Promotion Agencies Grapple with New Connecticut Tax

Posted on by Chief Marketer Staff

Promotion agencies are preparing to deal with a new Connecticut sales tax to be imposed on advertising services beginning April 1.

Advertising services related to the development of media advertising or cooperative direct mail advertising, such as layout, art direction, graphic design, mechanical preparation and production supervision, will be subject to 3 percent sales and use taxes. Sales of non-media advertising services and direct mail advertising services, other than cooperative direct mail, will be taxed at 6 percent.

“Administratively it’s going to become a nightmare to disseminate what is taxable and what is not taxable,” said Jim Plattner, senior vice president and CFO for J Brown/LMC Group in Stamford, CT.

Plattner said there is also concern over how clients will react to the tax. “From our clients’ perspective, their budgets are locked and really tight,” he said. “They can’t go back and say ‘I need another 3 percent or 6 percent on top of everything else because Connecticut changed its sales tax laws.’ The client may say, ‘we’re going to have to reduce our spending by that amount to cover you having to charge us the sales tax.’ That will really hurt us.”

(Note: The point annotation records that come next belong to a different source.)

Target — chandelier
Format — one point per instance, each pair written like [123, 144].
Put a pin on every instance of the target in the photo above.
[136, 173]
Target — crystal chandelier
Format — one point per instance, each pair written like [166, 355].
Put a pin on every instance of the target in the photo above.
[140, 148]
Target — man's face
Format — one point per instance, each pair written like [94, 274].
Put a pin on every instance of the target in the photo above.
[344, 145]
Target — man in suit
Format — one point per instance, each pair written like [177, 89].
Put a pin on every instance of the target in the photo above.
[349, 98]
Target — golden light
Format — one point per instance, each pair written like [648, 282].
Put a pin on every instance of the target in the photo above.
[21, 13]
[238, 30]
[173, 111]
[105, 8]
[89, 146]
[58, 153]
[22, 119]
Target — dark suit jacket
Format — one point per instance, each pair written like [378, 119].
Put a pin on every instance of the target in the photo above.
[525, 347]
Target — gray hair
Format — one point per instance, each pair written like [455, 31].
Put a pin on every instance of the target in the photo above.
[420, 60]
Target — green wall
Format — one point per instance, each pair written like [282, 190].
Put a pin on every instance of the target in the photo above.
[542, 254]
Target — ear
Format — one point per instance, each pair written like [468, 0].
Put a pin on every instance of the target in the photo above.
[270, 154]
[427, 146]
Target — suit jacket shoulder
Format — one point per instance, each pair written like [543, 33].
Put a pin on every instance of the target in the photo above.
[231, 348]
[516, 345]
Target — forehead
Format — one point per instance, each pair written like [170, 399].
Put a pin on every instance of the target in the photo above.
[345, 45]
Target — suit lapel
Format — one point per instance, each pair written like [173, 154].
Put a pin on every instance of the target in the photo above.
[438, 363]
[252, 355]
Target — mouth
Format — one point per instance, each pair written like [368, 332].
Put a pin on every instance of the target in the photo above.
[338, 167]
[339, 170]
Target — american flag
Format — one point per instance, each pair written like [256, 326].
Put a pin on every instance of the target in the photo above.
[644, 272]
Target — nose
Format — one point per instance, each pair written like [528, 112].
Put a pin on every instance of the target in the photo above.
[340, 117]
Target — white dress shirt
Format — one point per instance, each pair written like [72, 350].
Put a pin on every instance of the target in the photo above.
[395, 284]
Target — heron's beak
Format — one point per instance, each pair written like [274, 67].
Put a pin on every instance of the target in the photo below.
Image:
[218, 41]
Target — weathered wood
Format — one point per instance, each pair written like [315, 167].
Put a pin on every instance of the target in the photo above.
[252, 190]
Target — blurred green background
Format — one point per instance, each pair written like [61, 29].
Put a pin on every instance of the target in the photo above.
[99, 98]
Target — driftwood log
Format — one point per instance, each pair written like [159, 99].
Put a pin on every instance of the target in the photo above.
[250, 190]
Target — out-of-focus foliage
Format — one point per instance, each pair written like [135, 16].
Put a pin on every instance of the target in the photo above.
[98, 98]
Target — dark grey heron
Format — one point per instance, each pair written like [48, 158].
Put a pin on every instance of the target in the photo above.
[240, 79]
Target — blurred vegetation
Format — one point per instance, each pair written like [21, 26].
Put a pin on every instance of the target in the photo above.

Howard Steinberg, CEO of Source Marketing, Westport, CT, concurred. “Budgets will be impacted,” he said. “In a time of increasing budget pressures and bottom line intensity, here comes another factor that will place some downward influence on marketing spend.”

The American Association of Advertising Agencies (AAAA) along with the Association of National Advertisers is continuing efforts to repeal or ameliorate the tax. Concern is growing that other states will adopt similar measures. The tax law was passed as part of a budget deficit bill in February as a short-term fix to help reduce the state’s $500 million deficit.

“We think it’s a bad tax,” said Linda Dove, senior vice president of the AAAA. “It puts any ad agency or promotion agency in the state of Connecticut at a competitive disadvantage. If I’m an advertiser, I’m going to find it a lot easier to go to Boston to buy my advertising than go to Glastonbury.”

She said the resources to administer collection of the tax are going to be costly to agencies.

The state imposed the tax to help reduce a $900 million budget deficit and hoped to raise $5 million on the tax. However, others suggest that number is much lower.

“We believe that they have very erroneous information,” Dove said. “We believe that our agencies in Connecticut will contribute $1 million or less.”

The Promotion Marketing Association said the high concentration of sales promotion agencies located in the state of Connecticut has raised concerns for the association and its members. (Eight of the top 25 promotion agencies ranked by PROMO magazine in its 2002 PROMO 100 are based in Connecticut.)

Linda Goldstein, the chair of the PMA’s government affairs committee and a partner in Hall Dickler Kent Goldstein & Wood LLP, said the trend toward integrated marketing means that every promotion agency will likely be affected.

“If a sales promotion agency is conducting an in-store or retail promotion for a client, it’s likely that they’re going to be developing all of the elements of that promotion,” Goldstein said. “So, the fact that the regulation itself may have parceled out particular items that are taxable and others that are not, as a practical matter will not provide much relief to our members.”

The PMA has not taken any action on the issue but plans to address the sales tax at its upcoming government affairs meeting to determine if action is warranted.

“The industry has historically been somewhat successful in fighting taxes of this type,” Goldstein said. “This was premised by a need to create short-term revenue at a time when the advertising agency and sales promotion business is certainly feeling the impacts of the economy. It’s just another blow to the industry.”